The Philadelphia Inquirer
PHILADELPHIA, Pa. — A federal grand jury has charged a Philadelphia couple that ran an ambulance service with allegedly filing $4.4 million in fraudulent Medicare claims for transporting patients who did not need the service.
Beana Bell, who owns Superior EMS Ambulance Co. in Huntingdon Valley, and her husband, Vadim Fleshler, are accused of recruiting and paying dialysis patients up to $500 a month to use their service, even when the patients could walk.
Fleshler, 32, and Bell, 31, were arrested Wednesday morning by federal agents. According to Pennsylvania Department of State records, their business was formed in 2009 and based at 2915 Franks Rd.
The business phone is disconnected, and the two could not be reached for comment.
Superior is the latest in a string of local ambulance services prosecuted for fraudulent billing.
Prosecutors say the Superior owners’ scheme lasted from September 2010 through August. The indictment, which was returned Tuesday and unsealed Wednesday, said patients who did not need an ambulance “were directed to get onto a stretcher.”

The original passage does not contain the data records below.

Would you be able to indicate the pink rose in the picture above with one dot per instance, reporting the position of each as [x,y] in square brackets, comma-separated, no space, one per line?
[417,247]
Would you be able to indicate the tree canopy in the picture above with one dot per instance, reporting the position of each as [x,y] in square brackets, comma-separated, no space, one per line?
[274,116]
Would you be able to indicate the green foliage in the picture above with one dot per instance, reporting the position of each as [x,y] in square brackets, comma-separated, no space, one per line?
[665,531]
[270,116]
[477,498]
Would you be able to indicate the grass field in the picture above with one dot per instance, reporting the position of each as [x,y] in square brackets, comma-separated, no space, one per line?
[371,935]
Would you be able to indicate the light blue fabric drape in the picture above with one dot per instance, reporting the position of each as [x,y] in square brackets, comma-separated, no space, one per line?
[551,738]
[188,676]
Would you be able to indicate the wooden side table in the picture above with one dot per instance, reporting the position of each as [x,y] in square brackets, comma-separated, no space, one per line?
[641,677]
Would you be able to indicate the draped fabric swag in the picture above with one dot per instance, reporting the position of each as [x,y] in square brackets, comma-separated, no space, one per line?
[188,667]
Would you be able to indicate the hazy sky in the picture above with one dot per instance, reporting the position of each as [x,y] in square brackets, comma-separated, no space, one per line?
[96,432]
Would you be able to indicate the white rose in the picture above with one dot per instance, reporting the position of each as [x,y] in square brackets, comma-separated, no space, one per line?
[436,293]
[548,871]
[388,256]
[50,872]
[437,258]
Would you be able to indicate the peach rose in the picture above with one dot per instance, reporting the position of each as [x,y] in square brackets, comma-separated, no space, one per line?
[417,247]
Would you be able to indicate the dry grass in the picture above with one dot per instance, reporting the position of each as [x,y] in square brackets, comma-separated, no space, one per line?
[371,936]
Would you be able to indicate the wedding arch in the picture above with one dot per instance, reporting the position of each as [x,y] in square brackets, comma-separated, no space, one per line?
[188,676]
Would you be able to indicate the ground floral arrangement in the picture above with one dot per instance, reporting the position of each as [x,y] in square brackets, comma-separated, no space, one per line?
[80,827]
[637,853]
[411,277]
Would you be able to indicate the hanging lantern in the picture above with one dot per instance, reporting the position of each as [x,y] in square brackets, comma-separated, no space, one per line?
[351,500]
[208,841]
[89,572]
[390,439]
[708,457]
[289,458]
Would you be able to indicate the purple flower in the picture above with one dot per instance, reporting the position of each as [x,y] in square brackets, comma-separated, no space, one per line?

Sometimes, Fleshler would also transport individuals in his own car, the U.S. Attorney’s Office said.
Most of the patients required no medical care during transportation, but Bell and Fleshler allegedly filed falsified Medicare “trip sheets” to suggest services were provided.
Medicare lost more than $2.4 million on the fraudulent claims, prosecutors said.
Patricia Hartman, spokeswoman for the U.S. Attorney’s Office, said the office had recently filed about a half-dozen similar cases. In May, a Northeast Philadelphia man was sentenced to serve 92 months after he illegally obtained a license to run an ambulance service and targeted dialysis patients who could have driven or walked to their appointments.